Japan is the latest to offer help, announcing on Friday it would dispatch 300 oxygen concentrators and 300 ventilators to India.

"Japan stands with India, our friend and partner, in her efforts to fight (the) Covid-19 pandemic through this additional emergency assistance," the foreign ministry said.

Doused with petrol 

More than 200,000 have now died from the virus in India, more than 45,000 of them in April, although many other nations have suffered far worse death rates on a per capita basis. 

Brazil, with a population around a sixth of India, has recorded more than 400,000 deaths.

In many areas outside the main hotspots of New Delhi and Maharashtra, hospitals are running out of beds as relatives of the sick desperately hunt for medicines and oxygen cylinders.

Many crematoriums are facing shortages of wood because of the surge in deaths, with each pyre requiring between 300 and 400 kilograms of wood.

Some in the western city of Surat have started using wood that is not entirely dry and crop waste, pouring petrol on the pyre so that the wet wood burns properly.


Also Read- ‘Bangladesh sending remdesivir to India in a week’


Kamlesh Sailor, manager of the Kurukshetra Crematorium in Surat said they were setting up four new wooden pyre stands.
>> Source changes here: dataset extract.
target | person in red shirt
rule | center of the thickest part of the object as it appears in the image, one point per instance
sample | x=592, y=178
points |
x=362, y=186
"This will be in addition to the existing eight wooden pyre stands and five gas furnaces that are in use round the clock," Sailor said.

Faltering vaccinations

The Indian government will open vaccinations to all adults from Saturday, meaning around 600 million more people will be eligible.

But several states have warned they do not have sufficient stocks, and the expanded rollout is threatened by administrative bickering, confusion over prices and technical glitches on the government's digital vaccine platform.

Financial hub Mumbai, one of the major cities reeling from the new wave, said on late Thursday that it would halt jabs from Friday to Sunday "owing to non-availability of vaccine stock.”

Until now, only "frontline" workers like medical staff, people over 45 and those with existing illnesses have been given the AstraZeneca shot or Bharat Biotech's homegrown Covaxin.

But even this more modest program has faltered.

So far, around 150 million shots have been administered, equating to 11.5% of the population of 1.3 billion people. Just 25 million have had two shots.